Eran muchos, no un hombre.
Vagos sus nombres
Se referían al viento y a los tótems,
A un hecho que pasó en un nacimiento,
El deshielo que ahogó
O el meteoro fugaz que ardió en la tundra
O la muchacha audaz que en mar abierto,
Salvó a su hijo de la cólera brutal de la ballena.
Sus dioses eran el salmón
Que cada año retorna como el año
Y que va al mar y el oso pardo,
Una montaña que muge
Y que el filo de lanza abate,
Y el pesado bisonte y el tigre rayado,
Que se quedó en Siberia
Y que la manta del navajo evoca:
Extranjeros, ellos serían América,
La múltiple figura que no supo Balboa y que Pizarro
Abandonó a la imaginación de un franciscano.

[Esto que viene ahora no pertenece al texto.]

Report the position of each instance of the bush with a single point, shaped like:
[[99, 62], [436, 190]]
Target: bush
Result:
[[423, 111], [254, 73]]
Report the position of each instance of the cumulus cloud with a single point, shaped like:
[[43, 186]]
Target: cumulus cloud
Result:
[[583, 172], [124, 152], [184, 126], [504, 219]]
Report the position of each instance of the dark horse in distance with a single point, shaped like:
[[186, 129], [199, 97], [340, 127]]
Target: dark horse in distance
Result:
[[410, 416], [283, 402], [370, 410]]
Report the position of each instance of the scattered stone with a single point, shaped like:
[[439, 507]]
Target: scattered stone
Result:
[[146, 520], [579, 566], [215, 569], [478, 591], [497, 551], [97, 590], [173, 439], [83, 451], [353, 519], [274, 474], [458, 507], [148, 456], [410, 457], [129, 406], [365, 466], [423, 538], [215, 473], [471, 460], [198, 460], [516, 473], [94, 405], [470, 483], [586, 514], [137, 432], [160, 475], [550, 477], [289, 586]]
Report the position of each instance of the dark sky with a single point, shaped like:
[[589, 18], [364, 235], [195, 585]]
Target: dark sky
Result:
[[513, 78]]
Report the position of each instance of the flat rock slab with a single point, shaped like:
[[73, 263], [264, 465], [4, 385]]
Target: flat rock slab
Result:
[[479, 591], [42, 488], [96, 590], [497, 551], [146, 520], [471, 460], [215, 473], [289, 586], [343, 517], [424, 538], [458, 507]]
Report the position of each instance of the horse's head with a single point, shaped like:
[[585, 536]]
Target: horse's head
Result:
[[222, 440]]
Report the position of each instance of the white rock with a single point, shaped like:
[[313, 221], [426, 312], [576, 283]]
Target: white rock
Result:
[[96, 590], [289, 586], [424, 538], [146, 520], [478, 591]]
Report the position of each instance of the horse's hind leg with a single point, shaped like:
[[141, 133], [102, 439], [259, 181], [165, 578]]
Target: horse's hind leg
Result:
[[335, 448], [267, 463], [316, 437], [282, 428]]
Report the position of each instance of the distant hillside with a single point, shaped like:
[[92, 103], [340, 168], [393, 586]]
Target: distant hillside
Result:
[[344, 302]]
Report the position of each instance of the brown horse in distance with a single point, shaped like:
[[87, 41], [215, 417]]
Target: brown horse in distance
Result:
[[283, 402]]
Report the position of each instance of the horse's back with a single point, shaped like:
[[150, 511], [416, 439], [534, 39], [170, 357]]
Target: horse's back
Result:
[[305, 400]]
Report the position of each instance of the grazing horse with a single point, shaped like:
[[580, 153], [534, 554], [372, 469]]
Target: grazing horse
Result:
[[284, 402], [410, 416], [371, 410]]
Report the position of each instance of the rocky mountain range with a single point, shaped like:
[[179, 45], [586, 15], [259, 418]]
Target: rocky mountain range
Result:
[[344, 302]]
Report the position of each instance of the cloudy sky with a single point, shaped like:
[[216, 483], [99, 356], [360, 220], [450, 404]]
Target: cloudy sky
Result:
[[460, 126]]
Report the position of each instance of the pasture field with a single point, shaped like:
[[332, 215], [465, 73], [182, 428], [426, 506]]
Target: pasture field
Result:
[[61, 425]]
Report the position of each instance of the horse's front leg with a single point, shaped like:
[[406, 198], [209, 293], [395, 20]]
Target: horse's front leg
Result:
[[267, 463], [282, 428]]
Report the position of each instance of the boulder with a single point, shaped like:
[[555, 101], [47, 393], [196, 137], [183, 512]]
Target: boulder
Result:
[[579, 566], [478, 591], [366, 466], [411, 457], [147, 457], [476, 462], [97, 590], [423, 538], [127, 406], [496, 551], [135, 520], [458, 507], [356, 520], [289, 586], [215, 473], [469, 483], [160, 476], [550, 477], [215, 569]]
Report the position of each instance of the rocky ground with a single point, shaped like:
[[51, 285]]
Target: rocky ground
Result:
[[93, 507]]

De hueso, no de madera y de noche
Serían sus dioses ni de la piedra
Que labran los pueblos de una tierra supuesta,
Entre la niebla de sus transmigraciones.
Eran crueles y antiguos como el Asia;
Fundarían imperios en la aurora y en México,
Reinos en Bolivia, fortalezas
Donde un signo inequívoco mostrara
La voluntad de estos dioses:
Un águila en el aire arrebatando la serpiente,
Un árbol singular, como un recuerdo
De las llanuras heladas y el Mar Blanco,
Que ya sólo evocaban los viejos moribundos
Y el Sueño, que es eterno.
Alzarían Tenochtitlán, el Cuzco
Y el enigma silencioso, Tiahuanaco,
En la isla de Pascua graves rostros
Que contemplan todavía su gran marcha;
Otros, sin embargo, volverían
Al corazón de las selvas y al olvido,
Como los muertos al pasado,
Al país de la cuna y de las tumbas.
Mañana, todavía, aún faltaba,
Nuevos extranjeros alzarían
Ferrocarriles, calles, edificios,
Calendarios regidos por el sol y no la luna,
Venidos de otros Beherings y otras fechas,
En nuestras claras ciudades, oh ingenuas tierras,
Seremos siempre dobles:
Uno solo y muchos, hombres de ninguna parte.